Alison Pill Interview: ‘Devs’
“It was just a joyful experience to come to work every single day,” admits Alison Pill about working on the acclaimed psychological sci-fi drama “Devs,” in which she plays a mysterious scientist that has discovered a machine that will change humanity. “Everything about it was perfect.” Watch our exclusive video interview with Pill above.
“Devs” is writer and director Alex Garland‘s first foray into series television after his sci-fi films “Ex Machina” and “Annihilation.” It follows a young software engineer (Sonoya Mizuno) who believes that the secretive ‘Devs’ division of the Amaya corporation, a Silicon Valley quantum physics company where she works, is behind the murder of her boyfriend Sergei (Karl Glusman). Devs is the passion project of Amaya’s CEO Forest (Nick Offerman) and quantum physicist Katie (Pill), both of who we learn have developed a machine that can see literally backwards and forwards in time.
Like Garland’s previous features, “Devs” features visually and aurally striking elements, such as the internal gold-plated walls of the cubed Devs bunker created by production designer Mark Digby and set decorator Michelle Day and the avant garde electronic score by musicians Ben Salisbury and Geoff Barrow collaborating with The Insects (otherwise known as composers Tim Norfolk and Bob Locke). “It’s very rare to see both score and original music used so effectively and I’ll never forget the first time we walked into the cube,” Pill recalls when talking about the show’s look and feel. “It was such a magical, weird space to be in, like a casino where you don’t know what time it is outside.”
The series is a cerebral exploration of the concepts of determinism versus free will, while also being a contemplation about grief, motivation and fate. For Pill, it was particularly challenging to play a character that was initially ambiguous, not only because she was so initially morally ambiguous, but because she had discovered how to see into the future and therefore was very aware of her future actions. “Everything has to be incredibly conscious,” she explains of the way she performed each scene.
“The biggest question for us in any scene is has Katie seen this one before?
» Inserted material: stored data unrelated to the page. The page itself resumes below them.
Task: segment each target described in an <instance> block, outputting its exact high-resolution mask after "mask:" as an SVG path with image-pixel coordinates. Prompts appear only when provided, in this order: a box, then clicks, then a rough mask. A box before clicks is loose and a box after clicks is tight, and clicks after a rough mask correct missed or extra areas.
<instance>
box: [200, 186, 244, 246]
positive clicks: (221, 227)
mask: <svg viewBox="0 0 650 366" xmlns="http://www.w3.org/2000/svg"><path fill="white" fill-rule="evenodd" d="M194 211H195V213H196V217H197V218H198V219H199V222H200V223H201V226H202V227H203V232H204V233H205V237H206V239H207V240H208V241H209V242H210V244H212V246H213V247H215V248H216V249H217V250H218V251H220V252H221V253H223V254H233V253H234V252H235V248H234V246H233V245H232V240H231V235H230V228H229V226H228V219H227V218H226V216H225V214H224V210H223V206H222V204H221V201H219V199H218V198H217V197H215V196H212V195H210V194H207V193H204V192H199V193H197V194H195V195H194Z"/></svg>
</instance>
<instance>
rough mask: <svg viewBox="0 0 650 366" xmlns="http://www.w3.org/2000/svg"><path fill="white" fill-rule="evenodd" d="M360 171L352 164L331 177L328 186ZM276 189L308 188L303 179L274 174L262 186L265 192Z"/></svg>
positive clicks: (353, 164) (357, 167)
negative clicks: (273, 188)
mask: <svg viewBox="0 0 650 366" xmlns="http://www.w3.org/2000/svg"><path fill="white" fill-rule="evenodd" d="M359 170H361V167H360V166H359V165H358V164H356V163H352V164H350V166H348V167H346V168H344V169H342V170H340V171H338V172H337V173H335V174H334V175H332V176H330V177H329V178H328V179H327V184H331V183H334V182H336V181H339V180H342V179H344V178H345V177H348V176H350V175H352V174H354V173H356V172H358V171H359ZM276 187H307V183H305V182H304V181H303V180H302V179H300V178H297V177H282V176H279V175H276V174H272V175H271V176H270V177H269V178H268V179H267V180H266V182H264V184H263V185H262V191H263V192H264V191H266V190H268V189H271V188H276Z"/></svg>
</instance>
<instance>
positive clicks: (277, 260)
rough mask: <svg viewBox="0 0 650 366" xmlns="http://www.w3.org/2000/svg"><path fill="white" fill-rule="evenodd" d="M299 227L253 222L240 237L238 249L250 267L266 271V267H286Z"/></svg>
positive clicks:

Has she watched this one before,” she asks with a knowing look, alluding to the big reveal midway through the series when we learn that Forest and Katie know how the events of the following days will play out, because they have seen them played on eerily precise simulacra or simulations in the vacuum-sealed Devs machine ‘screening room.’ “Imagine the entirely surreal experience of living through a moment that you’ve seen. It’s very strange and something you don’t get to think about often but it’s not déjà vu, it’s a very conscious ‘I’m about to say this, I know I’m about to say this, here, I’m saying it.’ And so in all of those moments, I came into Katie through her stillness and her posture because,” she pauses, “I think the awareness of every action having been predetermined at that point means you have to be really conscious.”